2D representation of the binding interactions of the top five screened natural compounds with PEDV 3CL protease depicted key amino acid residues that contributed to protein-ligand interactions. (A) ZINC38167083, (B) ZINC09517223, (C) ZINC03960761, (D) ZINC04339983, (E) ZINC09517238

Assessment of drug-likeness through the physicochemical property, toxicity, and PAINS analysis

The drug-likenesses of the top five selected compounds were analyzed based on ADMET analysis followed by PAINS. In any drug discovery program, ADMET analysis represents a fundamental task to investigate the chemical nature of the compounds. Therefore, different parameters such as molecular weight, LogP, H-bond donor and acceptor, topological polar surface area, mutagenic, tumorigenic, and irritant properties as well as the PAINS of each selected compound were analyzed. ADME and PAINS-related information were extracted from the ZINC database. In addition, the OSIRIS Property Explorer tool was used to predict toxicity (T). Based on our analysis, the top-screened selected compounds exhibited drug-like properties but PAINS-related problem in ZINC03960761 and irritation in ZINC09517238 was detected during PAINS and toxicity analysis, respectively. Besides, all the selected compounds also possessed polar surface areas < 140 Å2, indicating high cell membrane permeability. The results obtained during the drug-like analysis are depicted in Table 2.

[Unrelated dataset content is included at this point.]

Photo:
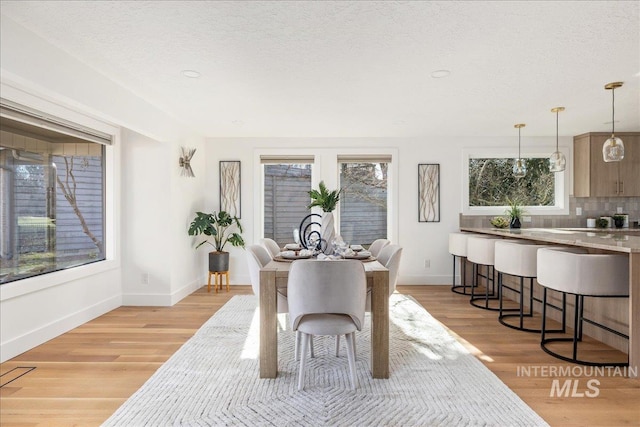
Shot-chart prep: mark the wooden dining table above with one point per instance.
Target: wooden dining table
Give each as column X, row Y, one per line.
column 275, row 275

Table 2 Physicochemical properties and drug-likeness from the identified compounds Structural and conformational analysis of the 3CL protease in unbound and bound systems during MD simulation

To visualize the dynamic behavior of the 3CL protease both before (unbound) and after ligand binding (bound), a 500 ns MD simulation was conducted. Various parameters i.e., RMSD, RMSF, Rg, SASA, H-bond, PCA, FEL, and the binding free energy calculation were used to summarize the results.

Stability analysis

RMSD was used to measure conformational stability during the MD simulation of proteins in relation to their structure. Specifically, structures with smaller RMSD values are more stable than those with larger RMSD values. We have computed the RMSD value for 500 ns (Fig. 3A). Deviation from initial to next and subsequent structures is represented by it. Here, based on the RMSD graph of backbone c-alpha atoms, the 3CL protease, and all the complexes exhibited fewer fluctuations with low RMSD values following 400 ns. The average RMSD of the 3CL protease was calculated as 0.26 nm. Moreover, the RMSD values of the 3CL protease-ZINC38167083, 3CL protease-ZINC09517223, 3CL protease-ZINC03960761, 3CL protease-ZINC04339983, and 3CL protease-ZINC09517238 were 0.49, 0.41, 0.47, 0.29, and 0.26 nm, respectively. It was predicted that all complexes got established after 400 ns. Hence, the final 100 ns trajectories were considered for further analysis.

Flexibility analysis

Proteins maintain their properties by being flexible, which can be accessed through RMSF analysis. The RMSF of the 3CL protease and their complexes were therefore analyzed for the last 100 ns equilibrated trajectory. This indicates amino acid residue fluctuations upon binding of ligands, here higher fluctuations were observed for amino acid residues from positions 180 to 299 than for amino acid residues from positions 1 to 179. Although the mean RMSF value for most amino acid residues was below 0.4 nm. Besides, Ala1, Gly298, and Val299 exhibited higher RMSF mean values (Fig. 3B). The average RMSF value of the 3CL protease was measured as 0.12 nm. Moreover, the RMSF values of the 3CL protease-ZINC38167083, 3CL protease-ZINC09517223, 3CL protease-ZINC03960761, 3CL protease-ZINC04339983, and 3CL protease-ZINC09517238 were 0.16, 0.15, 0.21, 0.14 and 0.13 nm, respectively (Fig. 3B). Overall, lower fluctuation was observed except for the 3CL protease-ZINC03960761 complex, supporting their utilization as the putative lead compounds.

Compactness analysis

To understand protein structure compactness, stability, and folding, the Rg values can be calculated over time. The 3CL protease and their complexes were analyzed for Rg values to determine their structural compactness. The Rg values of the 3CL proteases were calculated and plotted, the 3CL protease-ZINC38167083, 3CL protease-ZINC09517223, 3CL protease-ZINC03960761, 3CL protease-ZINC04339983 and 3CL protease-ZINC09517238 systems from the final 100 ns MD trajectories. The average Rg values were calculated as 2.14, 2.15, 2.20, 2.13, 2.19, and 2.15 nm, respectively. The Rg results indicate that the 3CL protease-ZINC03960761 exhibits a more compact structure than the other complexes (Fig. 3C).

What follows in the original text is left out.